Check! This happens many times in politics and the office
politics of business organizations. The question here is
whether it can be helped.
21.
Incapable of human attachment.
Check! That’s some form of incapacity to love. I’m
thinking of Raskolnikov. Also of animal lovers, including
tycoons, men and women, who leave millions to their pets.

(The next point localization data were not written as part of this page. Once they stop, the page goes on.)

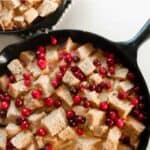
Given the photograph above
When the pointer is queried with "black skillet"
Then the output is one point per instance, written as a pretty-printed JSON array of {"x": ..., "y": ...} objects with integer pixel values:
[
  {"x": 126, "y": 52},
  {"x": 39, "y": 23}
]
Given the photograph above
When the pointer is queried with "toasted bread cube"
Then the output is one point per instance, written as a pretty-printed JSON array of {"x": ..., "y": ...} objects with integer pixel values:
[
  {"x": 86, "y": 66},
  {"x": 12, "y": 112},
  {"x": 87, "y": 143},
  {"x": 18, "y": 88},
  {"x": 70, "y": 45},
  {"x": 80, "y": 110},
  {"x": 64, "y": 94},
  {"x": 92, "y": 96},
  {"x": 22, "y": 140},
  {"x": 3, "y": 139},
  {"x": 100, "y": 131},
  {"x": 120, "y": 72},
  {"x": 43, "y": 82},
  {"x": 70, "y": 79},
  {"x": 95, "y": 77},
  {"x": 52, "y": 53},
  {"x": 30, "y": 15},
  {"x": 27, "y": 57},
  {"x": 85, "y": 50},
  {"x": 95, "y": 118},
  {"x": 123, "y": 107},
  {"x": 12, "y": 129},
  {"x": 126, "y": 85},
  {"x": 47, "y": 7},
  {"x": 11, "y": 4},
  {"x": 16, "y": 68},
  {"x": 55, "y": 121},
  {"x": 4, "y": 82},
  {"x": 67, "y": 134}
]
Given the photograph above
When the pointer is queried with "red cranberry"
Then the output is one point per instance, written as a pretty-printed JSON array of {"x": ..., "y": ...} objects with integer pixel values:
[
  {"x": 96, "y": 62},
  {"x": 57, "y": 103},
  {"x": 37, "y": 93},
  {"x": 122, "y": 95},
  {"x": 134, "y": 101},
  {"x": 120, "y": 123},
  {"x": 42, "y": 63},
  {"x": 41, "y": 132},
  {"x": 80, "y": 131},
  {"x": 53, "y": 40},
  {"x": 55, "y": 83},
  {"x": 70, "y": 114},
  {"x": 109, "y": 122},
  {"x": 19, "y": 102},
  {"x": 25, "y": 125},
  {"x": 4, "y": 105},
  {"x": 77, "y": 99},
  {"x": 49, "y": 101},
  {"x": 104, "y": 106},
  {"x": 26, "y": 112}
]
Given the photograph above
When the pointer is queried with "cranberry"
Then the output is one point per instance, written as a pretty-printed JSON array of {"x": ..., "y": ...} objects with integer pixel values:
[
  {"x": 76, "y": 58},
  {"x": 109, "y": 122},
  {"x": 104, "y": 106},
  {"x": 53, "y": 40},
  {"x": 42, "y": 63},
  {"x": 96, "y": 62},
  {"x": 120, "y": 123},
  {"x": 134, "y": 101},
  {"x": 70, "y": 114},
  {"x": 26, "y": 112},
  {"x": 80, "y": 131},
  {"x": 77, "y": 99},
  {"x": 55, "y": 83},
  {"x": 25, "y": 125},
  {"x": 19, "y": 102},
  {"x": 41, "y": 132},
  {"x": 37, "y": 93},
  {"x": 57, "y": 103},
  {"x": 4, "y": 105},
  {"x": 122, "y": 95},
  {"x": 49, "y": 101}
]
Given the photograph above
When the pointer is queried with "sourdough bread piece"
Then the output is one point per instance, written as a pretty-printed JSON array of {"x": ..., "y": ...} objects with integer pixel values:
[{"x": 55, "y": 122}]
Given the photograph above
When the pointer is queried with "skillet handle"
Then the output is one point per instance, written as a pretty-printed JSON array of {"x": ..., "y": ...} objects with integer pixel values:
[{"x": 132, "y": 45}]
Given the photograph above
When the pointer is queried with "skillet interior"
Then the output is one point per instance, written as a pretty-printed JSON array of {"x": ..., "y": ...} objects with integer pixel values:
[{"x": 122, "y": 52}]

Yes, indeed, I wish they were attached to me.
22.
Narcissism.
Check! Narcissus is the incredibly handsome young man of
Greek legend who gazed too long at his reflection in the
pond that in attempting to kiss it, he fell off and
drowned. I couldn’t do that in
Manila Bay, the water
is murky, while swimming pools yield no reflection; I have
been reduced to gazing at myself in the mirror. As a young
man, I did this for five minutes, long enough to shave and
comb my hair. I still do this for the same amount of time,
except that I concentrate on the day’s growth of beard
instead on the face, for obvious reasons. But what the
psychiatric test means is probably inordinately admiring
one’s face and body, which, I tell you, would be quite a
feat even for a sociopath. (Think Mr. Universe.) Besides,
that would put down many women—and men—as sociopathic,
when the fact is that they’re only fussing. (Narcissism
also means self-indulgent, which is related to onanism, a
misnomer because Onan spilled his seed on the ground not
out of pleasure but for fear of impregnating his brother’s
wife, for he couldn’t safely claim fatherhood.)
I am
simplifying a complex business, but it’s not my fault (not
having a sense of guilt) since the psychiatrists
themselves consented to the publicity and did not bother
to issue the usual professional qualifications. By the
psychiatric criteria they recommended, the entire
population is sociopathic, since they said that possession
of any one or more of the so-called traits would mark a
person a sociopath.
That
“iconic” blurb about Adolf Hitler doesn’t say why so many
Germans after World War I saw him as a savior. Are they
sociopaths themselves in being seduced by a sociopath? Was
Hitler just a case of a personality disorder or something
more?
“Anyone
who would go to a psychiatrist ought to have his head
examined.”
—Samuel
Goldwyn
The MGM
mogul was fond of quotations, like “Include me out,” but
there may be something in what he said, for Sigmund Freud,
the father of psychoanalysis, once said to Smiley Blanton
on February 27, 1930, in her book, Diary of My Analysis
with Sigmund Freud:
Do you
know why psychiatrists go into their specialty? It is
because they do not feel that they are normal, and they go
into this work because it is a means of sublimation for
this feeling—a means of assuring themselves that they are
really normal. Society puts them in charge of the mentally
abnormal, and so they feel reassured.